Golang: String, Byte Slice, Rune Slice

By Xah Lee. Date: . Last updated: .

Why You Need to Convert Between String, Byte Slice, Rune Slice

One annoying thing about golang is that you have to constantly convert between {string, byte slice, rune slice}.

They are the same thing in 3 different formats.

String is a nice way to deal with short sequence of Bytes or ASCII Characters. Everytime you operate on string, such as find replace string or take substring, a new string is created. This is very inefficient if string is huge, such as file content. [see Golang: String]

Byte slice is just like string, but mutable. You can modify each byte or character. This is very efficient for working with file content, either as text file, binary file. [see Golang: Slice]

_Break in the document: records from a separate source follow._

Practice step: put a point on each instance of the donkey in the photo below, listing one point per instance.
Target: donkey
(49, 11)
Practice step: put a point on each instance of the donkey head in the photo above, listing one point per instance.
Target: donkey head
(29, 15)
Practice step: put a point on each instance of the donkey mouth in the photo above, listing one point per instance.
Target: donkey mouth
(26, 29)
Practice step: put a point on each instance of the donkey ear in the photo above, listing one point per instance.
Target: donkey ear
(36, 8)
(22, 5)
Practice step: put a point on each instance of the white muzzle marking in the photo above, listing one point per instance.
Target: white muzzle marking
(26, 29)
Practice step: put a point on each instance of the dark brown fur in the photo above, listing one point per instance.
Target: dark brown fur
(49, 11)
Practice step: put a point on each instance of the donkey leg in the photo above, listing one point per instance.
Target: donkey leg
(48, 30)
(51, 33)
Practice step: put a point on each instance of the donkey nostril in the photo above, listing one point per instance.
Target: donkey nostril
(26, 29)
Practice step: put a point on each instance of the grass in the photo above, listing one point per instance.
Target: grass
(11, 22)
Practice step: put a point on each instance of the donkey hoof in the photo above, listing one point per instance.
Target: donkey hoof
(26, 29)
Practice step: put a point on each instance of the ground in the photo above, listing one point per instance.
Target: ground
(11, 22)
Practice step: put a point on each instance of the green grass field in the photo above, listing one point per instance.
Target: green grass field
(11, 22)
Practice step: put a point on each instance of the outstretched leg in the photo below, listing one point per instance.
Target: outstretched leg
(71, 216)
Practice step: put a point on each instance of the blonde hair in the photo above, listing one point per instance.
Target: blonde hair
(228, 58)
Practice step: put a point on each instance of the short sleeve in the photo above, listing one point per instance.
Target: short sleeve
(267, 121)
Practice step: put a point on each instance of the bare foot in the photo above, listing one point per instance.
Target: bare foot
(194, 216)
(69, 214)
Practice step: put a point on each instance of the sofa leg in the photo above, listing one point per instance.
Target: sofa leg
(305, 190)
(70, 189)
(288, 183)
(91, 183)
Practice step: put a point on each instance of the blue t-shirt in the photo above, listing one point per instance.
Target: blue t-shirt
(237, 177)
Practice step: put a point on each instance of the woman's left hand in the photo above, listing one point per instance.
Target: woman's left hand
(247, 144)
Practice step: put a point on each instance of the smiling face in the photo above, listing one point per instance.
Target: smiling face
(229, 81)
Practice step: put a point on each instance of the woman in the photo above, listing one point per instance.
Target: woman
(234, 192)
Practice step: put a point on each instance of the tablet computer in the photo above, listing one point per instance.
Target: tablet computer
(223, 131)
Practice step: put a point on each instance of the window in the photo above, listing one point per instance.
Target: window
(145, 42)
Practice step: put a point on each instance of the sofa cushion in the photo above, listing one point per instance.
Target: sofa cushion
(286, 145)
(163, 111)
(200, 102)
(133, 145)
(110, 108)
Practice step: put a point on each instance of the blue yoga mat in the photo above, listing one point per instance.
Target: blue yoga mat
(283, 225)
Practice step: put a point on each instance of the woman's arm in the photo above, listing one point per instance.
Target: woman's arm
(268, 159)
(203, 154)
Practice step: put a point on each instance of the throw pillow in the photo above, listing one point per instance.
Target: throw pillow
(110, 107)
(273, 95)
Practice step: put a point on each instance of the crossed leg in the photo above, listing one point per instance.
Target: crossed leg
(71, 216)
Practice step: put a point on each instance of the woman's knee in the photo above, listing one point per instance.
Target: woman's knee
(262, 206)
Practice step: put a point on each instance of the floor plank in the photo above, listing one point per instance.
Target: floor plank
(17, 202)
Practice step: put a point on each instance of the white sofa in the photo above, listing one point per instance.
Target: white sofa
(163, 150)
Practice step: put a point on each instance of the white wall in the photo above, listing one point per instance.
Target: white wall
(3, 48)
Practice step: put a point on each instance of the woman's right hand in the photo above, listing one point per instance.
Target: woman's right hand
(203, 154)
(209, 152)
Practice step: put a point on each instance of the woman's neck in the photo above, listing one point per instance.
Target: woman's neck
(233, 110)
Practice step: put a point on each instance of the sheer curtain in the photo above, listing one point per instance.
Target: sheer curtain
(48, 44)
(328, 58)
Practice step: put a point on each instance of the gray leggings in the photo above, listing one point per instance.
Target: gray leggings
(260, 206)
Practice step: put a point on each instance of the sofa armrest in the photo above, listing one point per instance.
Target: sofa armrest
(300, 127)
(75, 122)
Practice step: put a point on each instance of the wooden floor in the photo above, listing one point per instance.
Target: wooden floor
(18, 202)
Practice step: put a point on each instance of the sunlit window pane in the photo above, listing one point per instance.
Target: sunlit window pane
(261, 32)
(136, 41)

Rune slice is like byte slice, except that each index is a character instead of a byte. This is best if you work with text files that have lots non-ASCII characters, such as Chinese or Unicode: Math Symbols ∑ ∫ π² ∞ or Unicode: Emoji 😄 .

Convert Between String, Byte Slice, Rune Slice

Here's common solutions working with golang string as character sequence.

[]byte(str)
String to byte slice.
string(byteSlice)
Byte slice to string.
[]rune(str)
String to rune slice.
string(runeSlice)
Rune slice to string.
[]rune(string(byteSlice))
Byte slice to rune slice.
[]byte(string(runeSlice))
Rune slice to byte slice.
utf8.RuneCount(byteSlice)
Return the count of characters in byteSlice.
utf8.RuneCountInString(str)
Return the count of character in string. (“character” here means Rune).

String To Byte Slice

[]byte(str)

package main

import "fmt"

func main() {

	var x = "abc→"

	// convert string to byte slice
	var bs = ([]byte)(x)

	fmt.Printf("%v\n", bs) // [97 98 99 226 134 146]

}

Byte Slice to String

string(byteSlice)

package main

import "fmt"

func main() {

	var bs = []byte{"a"[0], "b"[0], "c"[0], 0xE2, 0x86, 0x92}
	// 0xE2, 0x86, 0x92 is the utf8 encoding for →

	// convert byte slice to string
	var str = string(bs)

	fmt.Printf("%v\n", str) // abc→

	// print type
	fmt.Printf("%T\n", str) // string

}

String To Rune Slice

[]rune(str)

package main

import "fmt"

func main() {

	var str = "abc→"

	// convert string to rune slice
	var rs = []rune(str)

	fmt.Printf("%v\n", rs) // [97 98 99 8594]

	// print type
	fmt.Printf("%T\n", rs) // []int32

}

Rune Slice To String

string(runeSlice)

package main

import "fmt"

func main() {

	var rs = []rune{'a', 'b', 'c', '→'}

	// convert rune slice to string
	var str = string(rs)

	fmt.Printf("%#v\n", str) // "abc→"

	// print type
	fmt.Printf("%T\n", str) // string

}

Byte Slice To Rune Slice

[]rune(string(byteSlice))

package main

import "fmt"

func main() {

	var bs = []byte{"a"[0], "b"[0], "c"[0], 0xE2, 0x86, 0x92}
	// 0xE2, 0x86, 0x92 is the utf8 encoding for →

	// convert byte slice to rune slice
	var rs = []rune(string(bs))

	for _, v := range rs {
		fmt.Printf("%c", v)
	}
	// abc→

	fmt.Printf("\n")

	// print type
	fmt.Printf("%T\n", rs) // []int32

}

Rune Slice To Byte Slice

[]byte(string(runeSlice))

package main

import "fmt"

func main() {

	var rs = []rune{'a', 'b', 'c', '→'}

	// print type
	fmt.Printf("%T\n", rs) // []int32

	// convert rune slice to byte slice
	var bs = []byte(string(rs))

	fmt.Printf("%#v\n", bs)
	// []byte{0x61, 0x62, 0x63, 0xe2, 0x86, 0x92}

	fmt.Printf("%d\n", bs)
	// [97 98 99 226 134 146]

	fmt.Printf("%q\n", bs)
	// "abc→"

}

count of Characters

To count the number of character, there are few ways:

Use import "unicode/utf8"

utf8.RuneCount(byteSlice)
Return the count of characters in byteSlice.
utf8.RuneCountInString(str)
Return the count of character in string. (character here means Rune)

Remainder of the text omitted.